Sunday, May 14, 2006

The correct response

I live in London, where there is presently a hosepipe ban. Today, and yesterday, my immediate neighbour has spent a total of about four hours using a spray power cleaner on his garden paving. This is connected to a hosepipe. That’s right, about four hours’ worth of hosepipe usage.

What is objectively the correct response to this?

On the one hand I am of the view that state ownership/control of water resources is morally wrong and unhelpful from a purely utilitarian perspective. So why should I give enough of a damn about my neighbour’s hosepipe usage to call the hosepipe hotline?

On the other hand, the schoolboy or prison convict’s mentality of Not Being A Grass is one that instinctively I feel should be anathema to a responsible adult. And I have to concede that, since the water resources are controlled by the government – the water companies are merely proxies – we are all in the same boat and so the government has a point when, as it does with welfare cheats, it encourages us in Soviet style to denounce those who cheat us all. For on the logic of things as they are, people such as my neighbour are indeed cheating me.

Therefore, if I am a responsible adult, what is restraining me from calling the ‘authorities’ and denouncing him? Probably not the fear that he would know it was either me or his other immediate neighbour. Is it that objectively my wish to see water resources taken out of collective state control is best served by seeing that system abused? Am I indolent, insufficiently fired up by the People’s righteous anger at the abuse of their collective rights?

Is there an answer to the moral question of denouncing a neighbour, which exists independently of questions about the rectitude of state control of resources?

Friday, May 05, 2006

Hmmm

Here's an interesting question. I thought so, anyway:

What is the regulatory law applicable to Greenpeace?

I had a quick squiz at their website just now and they appear to be a sort of international confederation of trusts. They claim to publish their accounts every year but, unlike most corporate websites, it appears you cannot download those accounts at any time other than publication. At least, I couldn't find them.

Well, fair enough. Greenpeace is in some sense a private organisation. If it is indeed a network of trusts, it's presumably governed by the law relating to trusts.

And if so, it gets off pretty lightly for an organisation whose raison d'etre is lobbying government for regulation of the activities of others. Maybe business needs to turn its attention to advocating iniquitous legislation to control the activities of the tree-huggers.

Of course, I may be wrong and Greenpeace labours under a weight of awful regulatory paperwork which prevents its staff going about their business. It just doesn't seem terribly likely though, does it?

Sod 'em

Voters in Barking are apprently incensed that the government has 'done nothing for them', by contrast with the freebies doled out to indigent foreigners - hence the turn-out for the BNP at yesterday's local elections.

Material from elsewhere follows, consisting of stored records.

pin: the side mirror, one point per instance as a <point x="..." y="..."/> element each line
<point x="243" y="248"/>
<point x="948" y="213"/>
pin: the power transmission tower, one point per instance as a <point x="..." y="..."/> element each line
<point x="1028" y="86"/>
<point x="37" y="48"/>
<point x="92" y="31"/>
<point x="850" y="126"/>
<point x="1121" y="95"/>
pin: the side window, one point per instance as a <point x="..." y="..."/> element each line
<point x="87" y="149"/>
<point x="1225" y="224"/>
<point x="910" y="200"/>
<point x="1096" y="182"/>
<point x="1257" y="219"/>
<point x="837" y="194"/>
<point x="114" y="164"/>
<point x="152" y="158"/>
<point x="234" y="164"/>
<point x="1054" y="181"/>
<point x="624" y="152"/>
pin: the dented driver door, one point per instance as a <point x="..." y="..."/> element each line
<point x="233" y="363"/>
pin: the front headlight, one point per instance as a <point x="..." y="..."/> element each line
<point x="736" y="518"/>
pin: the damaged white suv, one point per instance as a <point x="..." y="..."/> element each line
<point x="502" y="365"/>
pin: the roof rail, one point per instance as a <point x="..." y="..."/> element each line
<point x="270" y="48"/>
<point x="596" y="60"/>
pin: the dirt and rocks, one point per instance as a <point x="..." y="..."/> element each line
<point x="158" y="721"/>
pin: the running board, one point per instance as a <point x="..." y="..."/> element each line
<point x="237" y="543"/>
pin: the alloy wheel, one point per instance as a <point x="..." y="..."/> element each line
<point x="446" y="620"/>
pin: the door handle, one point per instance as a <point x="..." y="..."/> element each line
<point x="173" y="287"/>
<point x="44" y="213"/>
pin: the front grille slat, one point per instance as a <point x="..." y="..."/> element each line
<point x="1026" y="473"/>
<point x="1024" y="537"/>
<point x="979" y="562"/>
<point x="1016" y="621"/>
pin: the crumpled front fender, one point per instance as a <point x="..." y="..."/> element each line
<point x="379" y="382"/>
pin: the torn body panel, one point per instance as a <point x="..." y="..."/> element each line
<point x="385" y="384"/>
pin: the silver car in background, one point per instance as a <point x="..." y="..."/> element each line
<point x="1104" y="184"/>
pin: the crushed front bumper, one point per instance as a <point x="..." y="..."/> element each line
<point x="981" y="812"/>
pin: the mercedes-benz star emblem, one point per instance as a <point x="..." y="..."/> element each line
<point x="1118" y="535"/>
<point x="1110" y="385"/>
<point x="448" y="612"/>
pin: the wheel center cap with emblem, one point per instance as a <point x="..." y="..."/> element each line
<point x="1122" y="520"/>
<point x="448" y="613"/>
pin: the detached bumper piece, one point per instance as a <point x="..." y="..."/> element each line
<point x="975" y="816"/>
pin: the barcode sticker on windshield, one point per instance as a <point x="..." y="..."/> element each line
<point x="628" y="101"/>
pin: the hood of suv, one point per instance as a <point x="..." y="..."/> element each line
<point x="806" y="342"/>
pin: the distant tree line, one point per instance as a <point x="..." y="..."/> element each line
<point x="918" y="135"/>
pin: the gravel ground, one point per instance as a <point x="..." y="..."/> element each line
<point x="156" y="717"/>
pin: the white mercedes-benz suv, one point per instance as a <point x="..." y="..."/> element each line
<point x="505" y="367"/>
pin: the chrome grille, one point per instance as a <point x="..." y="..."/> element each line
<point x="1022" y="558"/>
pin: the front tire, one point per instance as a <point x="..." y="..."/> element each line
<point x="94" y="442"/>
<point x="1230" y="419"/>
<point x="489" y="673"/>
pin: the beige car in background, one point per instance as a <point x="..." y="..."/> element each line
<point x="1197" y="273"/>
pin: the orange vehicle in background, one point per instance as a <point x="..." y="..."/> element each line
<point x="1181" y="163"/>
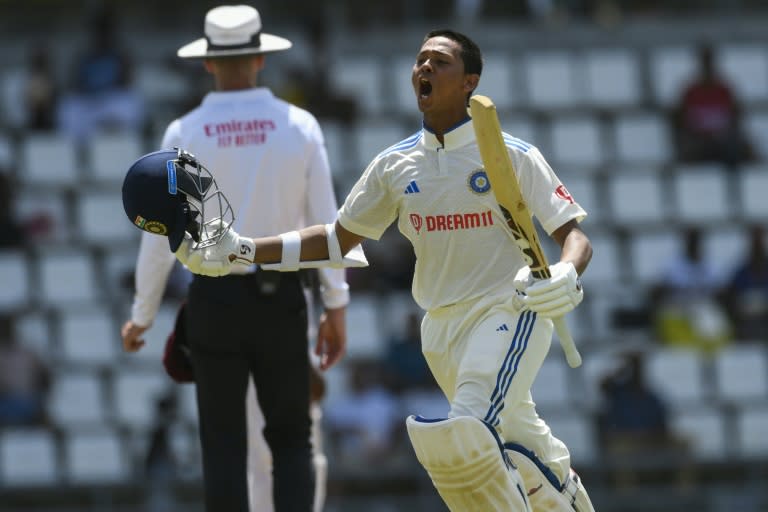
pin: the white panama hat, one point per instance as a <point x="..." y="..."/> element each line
<point x="232" y="30"/>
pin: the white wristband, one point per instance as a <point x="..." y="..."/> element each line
<point x="334" y="249"/>
<point x="291" y="251"/>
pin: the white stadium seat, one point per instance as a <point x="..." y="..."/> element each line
<point x="67" y="278"/>
<point x="641" y="138"/>
<point x="741" y="374"/>
<point x="551" y="80"/>
<point x="48" y="160"/>
<point x="751" y="425"/>
<point x="109" y="155"/>
<point x="89" y="336"/>
<point x="95" y="456"/>
<point x="576" y="142"/>
<point x="687" y="386"/>
<point x="101" y="218"/>
<point x="612" y="78"/>
<point x="14" y="274"/>
<point x="671" y="67"/>
<point x="77" y="399"/>
<point x="135" y="394"/>
<point x="745" y="66"/>
<point x="28" y="457"/>
<point x="701" y="194"/>
<point x="753" y="182"/>
<point x="637" y="198"/>
<point x="704" y="427"/>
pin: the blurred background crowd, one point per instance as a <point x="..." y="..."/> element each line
<point x="655" y="115"/>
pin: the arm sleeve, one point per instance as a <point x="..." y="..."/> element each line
<point x="153" y="266"/>
<point x="321" y="209"/>
<point x="547" y="197"/>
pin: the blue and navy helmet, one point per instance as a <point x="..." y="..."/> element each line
<point x="168" y="193"/>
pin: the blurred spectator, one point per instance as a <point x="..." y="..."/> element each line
<point x="746" y="293"/>
<point x="707" y="119"/>
<point x="41" y="91"/>
<point x="633" y="422"/>
<point x="404" y="362"/>
<point x="24" y="380"/>
<point x="104" y="97"/>
<point x="363" y="425"/>
<point x="687" y="304"/>
<point x="11" y="229"/>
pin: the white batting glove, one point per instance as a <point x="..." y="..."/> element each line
<point x="218" y="259"/>
<point x="553" y="297"/>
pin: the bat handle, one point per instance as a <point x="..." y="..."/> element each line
<point x="566" y="341"/>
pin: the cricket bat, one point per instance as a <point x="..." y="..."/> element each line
<point x="506" y="189"/>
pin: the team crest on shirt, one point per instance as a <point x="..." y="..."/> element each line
<point x="478" y="181"/>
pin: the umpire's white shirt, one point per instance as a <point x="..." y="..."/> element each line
<point x="269" y="159"/>
<point x="443" y="203"/>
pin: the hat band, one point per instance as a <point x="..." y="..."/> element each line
<point x="255" y="42"/>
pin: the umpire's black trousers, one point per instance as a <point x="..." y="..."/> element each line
<point x="252" y="325"/>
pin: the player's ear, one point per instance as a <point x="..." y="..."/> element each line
<point x="470" y="82"/>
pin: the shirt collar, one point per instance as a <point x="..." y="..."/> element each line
<point x="460" y="135"/>
<point x="254" y="93"/>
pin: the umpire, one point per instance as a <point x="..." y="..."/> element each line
<point x="268" y="158"/>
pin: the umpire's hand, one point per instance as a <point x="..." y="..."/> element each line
<point x="131" y="333"/>
<point x="331" y="337"/>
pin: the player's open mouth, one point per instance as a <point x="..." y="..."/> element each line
<point x="425" y="88"/>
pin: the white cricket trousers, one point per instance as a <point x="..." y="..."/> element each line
<point x="485" y="355"/>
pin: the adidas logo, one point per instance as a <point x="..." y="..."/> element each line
<point x="412" y="188"/>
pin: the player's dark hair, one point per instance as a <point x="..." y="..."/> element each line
<point x="470" y="52"/>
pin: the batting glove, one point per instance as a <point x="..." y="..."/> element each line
<point x="553" y="297"/>
<point x="218" y="259"/>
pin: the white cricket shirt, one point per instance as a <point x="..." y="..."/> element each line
<point x="443" y="204"/>
<point x="269" y="159"/>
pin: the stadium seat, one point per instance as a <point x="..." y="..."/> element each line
<point x="362" y="78"/>
<point x="15" y="276"/>
<point x="577" y="431"/>
<point x="45" y="212"/>
<point x="48" y="160"/>
<point x="28" y="457"/>
<point x="101" y="218"/>
<point x="551" y="81"/>
<point x="576" y="142"/>
<point x="136" y="391"/>
<point x="753" y="182"/>
<point x="741" y="374"/>
<point x="364" y="327"/>
<point x="705" y="429"/>
<point x="77" y="399"/>
<point x="89" y="336"/>
<point x="612" y="78"/>
<point x="636" y="198"/>
<point x="745" y="67"/>
<point x="751" y="425"/>
<point x="496" y="81"/>
<point x="670" y="69"/>
<point x="95" y="456"/>
<point x="641" y="139"/>
<point x="701" y="194"/>
<point x="109" y="155"/>
<point x="551" y="391"/>
<point x="373" y="137"/>
<point x="604" y="266"/>
<point x="724" y="247"/>
<point x="688" y="385"/>
<point x="756" y="126"/>
<point x="67" y="278"/>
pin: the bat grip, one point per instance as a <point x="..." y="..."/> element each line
<point x="566" y="341"/>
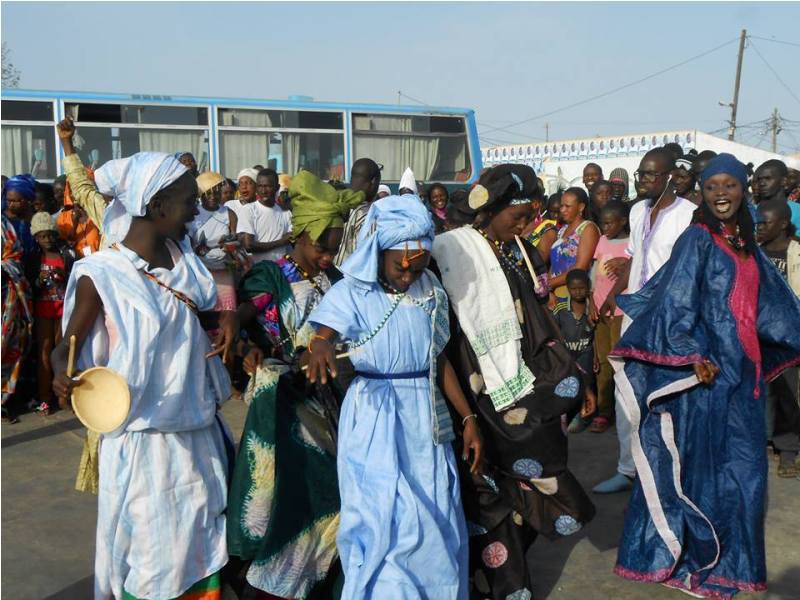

I can certainly understand irritation at foreigners being sluiced with beanos at my expense. If foreigners want beanos, they can pay for 'em themselves.

But Barkingers? Sod 'em. Anybody who goes through life expecting government to do things for them, much less attempting to trade their vote for such a bribe, deserves all the misery they can find.

Put it this way: from my point of view as a stranger to the welfare state rampant which constitutes much of Barking, the government does nothing for me while delving into the pork barrel on behalf of Barkingers. The argument cuts both ways, plebs.

Oh, dear. More Tory tripe

The Tories have been getting extremely hot under the collar about these foreign criminals who aren't deported. Not for the first time, the bizarre thing about their reaction is that it should take headlines of the sort which have emerged over the past couple of weeks to prompt any kind of Tory call for action.

I mean, if it isn't obvious to the Tories that foreign criminals should be deported as a matter of course, then what is the point of them? This kind of thing should be meat and drink to Tories.

At Samizdata the other day

http://www.samizdata.net/blog/archives/2006/05/downing_street.html

Guy Herbert accused me of xenophobia for pointing out that there is in the abstract something distinctly odd about a nation - us - which scarcely notices that of almost 70,000 people in our gaols, at least a thousand are foreigners.

Heigh-ho. On BBC news the night before last, it was revealed that there are in fact about 10,000 foreigners in our gaols.

Wednesday, May 03, 2006

Speaking truth to power

Today's Evening Standard contains the following headline on page 4:

DARLING APPLAUDS STANDARD CAMPAIGN ON RAIL STATION SAFETY

It goes on:

"The Evening Standard's campaign to improve passenger safety at London's stations has been praised in the Commons by Transport Secretary Alistair Darling."

Bravo, lads! That's telling 'em.

I mean, I'm no great fan of the goldfish bowl world of Fourth Estate agit prop masquerading as political Opposition, but really. This is a story that wouldn't have disgraced Pravda during the Soviet era, you know the sort of thing:

PARTY BOSS PRAISES OUR REPORTS ON STEEL PRODUCTION.